SPSSX Discussion

Combining Cases into Single Row

Classic

List

Threaded

4 messages Options

Miriam Fultz, Ph.D.

Combining Cases into Single Row

Dear Listers:

I'm sure this is a truly simple problem, but alas, I am running out of
time...

I have a dataset in which there are multiple rows for some of the cases and
one row for the others. For the cases with multiple rows, there are only
actual data differences for just three variables: Score, percent, and
testtype. The variables are defined as follows:

1) Score = science achievement score in one of four content/grade level
tests

2) Percent = associate with the test score

3) Testtype = identifies whether the testtype is 1=physical sci/fourth
grade; 2=physical science/fifth grade; 3=earth science/fourth grade; 4=earth
science/fifth grade.

If a student completed two tests (which they legitimately could), then they
have two rows. About half of the cases took one test (so just one row). I
found several cases who completed three tests (three rows for those cases).

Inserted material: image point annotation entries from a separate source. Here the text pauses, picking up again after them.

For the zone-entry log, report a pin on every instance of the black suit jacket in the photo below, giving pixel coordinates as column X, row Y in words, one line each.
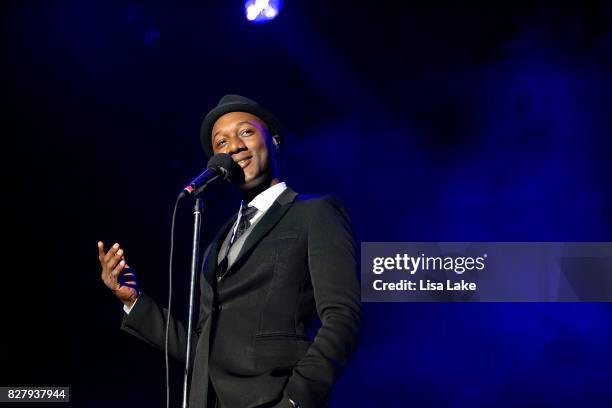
column 257, row 332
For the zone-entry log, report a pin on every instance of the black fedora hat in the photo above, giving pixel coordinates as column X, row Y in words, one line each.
column 235, row 103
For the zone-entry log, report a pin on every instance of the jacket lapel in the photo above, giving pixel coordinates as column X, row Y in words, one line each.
column 268, row 221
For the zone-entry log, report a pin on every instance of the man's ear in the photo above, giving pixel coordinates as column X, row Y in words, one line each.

Here is an example of the data (there are also demographic variables that
come after ID1 and the values of these across the rows for a case are the
same):

Dist School V3 V4 V5 TESTTYPE
V7 Score Percent Lastname
Firstname ID1

3 18 32 5 3 4
1 9 37.50 Smith
John 0000002222

3 18 32 5 3 2
1 10 41.67 Smith
John 0000002222

3 18 32 5 3 4
1 13 54.17 Jones
Mary 0000003333

3 18 32 5 3 2
1 15 62.50 Jones
Mary 0000003333

3 18 38 5 3 2
1 6 25.00 Brown
Robert 0000004444

So, the first four lines represent two cases with two rows per case and the
last is a person who just took one of the four tests. All identifying
information is fictitious.

What I need is to have one row per case. It seems to me that I would need
to have four score variables instead of the one as well as four percent
variables.

Any suggestions would be most appreciated.

Spousta Jan

Re: Combining Cases into Single Row

Hi Miriam,

Try Data -> Restructure in the menu, then select Restructure selected cases into variables and follow the wizard. Do not forget to save the file before because it replaces the data.

Regards

Jan

-----Original Message-----
From: SPSSX(r) Discussion [mailto:[hidden email]] On Behalf Of Miriam Fultz, Ph.D.
Sent: Monday, August 27, 2007 4:01 AM
To: [hidden email]
Subject: Combining Cases into Single Row

Dear Listers:

I'm sure this is a truly simple problem, but alas, I am running out of time...

I have a dataset in which there are multiple rows for some of the cases and one row for the others. For the cases with multiple rows, there are only actual data differences for just three variables: Score, percent, and testtype. The variables are defined as follows:

1) Score = science achievement score in one of four content/grade level tests

2) Percent = associate with the test score

3) Testtype = identifies whether the testtype is 1=physical sci/fourth grade; 2=physical science/fifth grade; 3=earth science/fourth grade; 4=earth science/fifth grade.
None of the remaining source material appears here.